The system needs to be consistent all across the country. There can be no local discretion or interference. Politicians cannot interfere with the program by making promises to change it or improve it. This welfare system needs to be out of the reach of political tampering. It should be run as simply and minimally as possible – high tech is the best way to go – the recipients swipe a card they have to attend the events and classes and clinics they need to attend, the school send in attendance and report cards, the doctors send in appointment compliance, the money gets tallied by a program and then deposited in the recipients’ bank accounts.

We don’t regulate how they spend the money, but the behaviors we require of them to earn that money will predispose them towards greater responsibility with it.

Those who are mired in poverty because of mental health issues, addictions, and health issues will need a different approach, tailored to their issues. These are the ones who will need caseworkers to supervise their progress and actions. One of the problems we face with our persistently poor is dependence.

They will have to be encouraged to go that extra step, to do that extra bit. For them, it will be slow, and we may not get the current generation off, but their children, and the children of their children will have it much easier.

We need to make it easy to get off of welfare and out of poverty. This is just one abbreviated example of how it could be done. The grave should not be the way out.


There are 6 comments on this entry. (Reply.)
 
posted by [identity profile] bat-cheva.livejournal.com at 07:47pm on 24/12/2008
I thought there was now a five year lifetime benefits limit on Welfare nationwide. Am I wrong about that?
 
posted by [identity profile] ebonypearl.livejournal.com at 11:02pm on 24/12/2008
After 5 years, welfare recipients are ineligible for cash aid; however, they still qualify for other types of welfare assistance. There are groups of people who are exempt from the 5 year limit, groups of people who are not counted in the tally of people on welfare even though they receive it, and states are allowed to exempt an additional 20% of their recipients, so right there are a lot of people who can legitimately exceed the 5 year limit.

Long term welfare recipient families know how to game the system to stay on welfare, to be classified among the exempted, and pass those skills and information along to their children – and that’s the cycle we need to address and break. Not everyone in persistent poverty gets welfare assistance, though, so we need to create a system that breaks the welfare dependency as well as helps people out of non-welfare dependent persistent poverty.

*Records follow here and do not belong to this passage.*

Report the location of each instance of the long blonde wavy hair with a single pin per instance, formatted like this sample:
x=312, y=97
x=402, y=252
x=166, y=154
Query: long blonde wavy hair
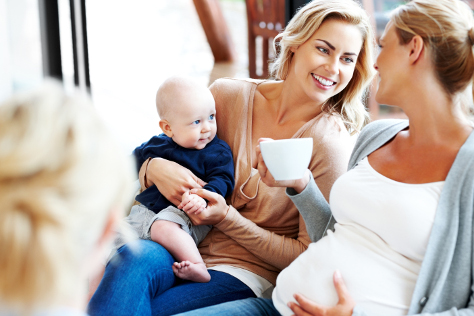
x=349, y=102
x=61, y=173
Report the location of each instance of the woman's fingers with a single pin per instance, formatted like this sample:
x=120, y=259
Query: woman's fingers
x=341, y=289
x=211, y=197
x=307, y=306
x=215, y=211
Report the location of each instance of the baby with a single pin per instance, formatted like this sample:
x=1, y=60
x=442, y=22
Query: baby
x=188, y=121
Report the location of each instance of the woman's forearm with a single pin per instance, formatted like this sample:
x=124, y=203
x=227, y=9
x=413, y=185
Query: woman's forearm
x=269, y=247
x=314, y=208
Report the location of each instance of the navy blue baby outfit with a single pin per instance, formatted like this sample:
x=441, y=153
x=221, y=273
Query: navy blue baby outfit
x=213, y=164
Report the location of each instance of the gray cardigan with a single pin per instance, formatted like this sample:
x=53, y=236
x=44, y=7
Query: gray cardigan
x=445, y=284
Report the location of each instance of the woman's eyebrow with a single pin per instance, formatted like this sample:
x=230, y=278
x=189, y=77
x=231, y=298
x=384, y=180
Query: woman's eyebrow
x=334, y=48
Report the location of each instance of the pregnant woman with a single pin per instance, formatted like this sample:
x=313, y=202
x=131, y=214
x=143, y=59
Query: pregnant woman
x=403, y=241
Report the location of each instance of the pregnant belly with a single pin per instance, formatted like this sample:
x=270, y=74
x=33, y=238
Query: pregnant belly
x=380, y=280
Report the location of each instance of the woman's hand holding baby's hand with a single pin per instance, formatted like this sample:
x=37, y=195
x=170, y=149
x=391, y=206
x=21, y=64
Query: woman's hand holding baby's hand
x=171, y=179
x=192, y=203
x=268, y=179
x=215, y=211
x=344, y=306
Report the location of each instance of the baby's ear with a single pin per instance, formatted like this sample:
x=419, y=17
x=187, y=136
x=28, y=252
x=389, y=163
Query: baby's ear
x=166, y=128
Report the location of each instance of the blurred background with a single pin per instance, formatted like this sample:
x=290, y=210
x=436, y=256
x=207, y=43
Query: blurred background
x=121, y=51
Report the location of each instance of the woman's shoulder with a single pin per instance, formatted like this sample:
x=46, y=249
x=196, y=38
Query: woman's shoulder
x=380, y=127
x=232, y=85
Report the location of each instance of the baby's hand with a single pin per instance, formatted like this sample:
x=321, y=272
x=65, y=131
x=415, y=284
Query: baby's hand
x=192, y=203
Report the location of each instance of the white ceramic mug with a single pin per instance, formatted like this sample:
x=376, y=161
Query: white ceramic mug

I know of one woman who has been on welfare for the last 30 years, her 26 year old daughter has been on welfare her entire life, and her 4 year old granddaughter is growing up on welfare and will likely spend most of her life on it, too. There are ways to circumvent the 5 year limit. I personally don’t know those ways, but I do know people who have successfully managed it. I have been giving sandwiches to some of them for the last 10 years – and yes, they probably think they are gaming me, too.
 
posted by [identity profile] msminlr.livejournal.com at 09:54pm on 24/12/2008
You HAVE posted this to Change.org, yes?

This is the kind of thoughtful, analytical feedback that Mr. Obama's team desperately needs.
 
posted by [identity profile] ebonypearl.livejournal.com at 11:04pm on 24/12/2008
Yes, as well as my suggestions for education reform. I'm sure other, more informed, people have already thought of these things and reasons why they won't or can't work in America.
 
posted by [identity profile] ginmar.livejournal.com at 12:07am on 25/12/2008
Don't be too sure of that. This is too good to keep to yourself.
 
posted by [identity profile] ebonypearl.livejournal.com at 01:58am on 25/12/2008
Oh, yeah, that's change.gov, not change. org - an equally worthy site, but totally different.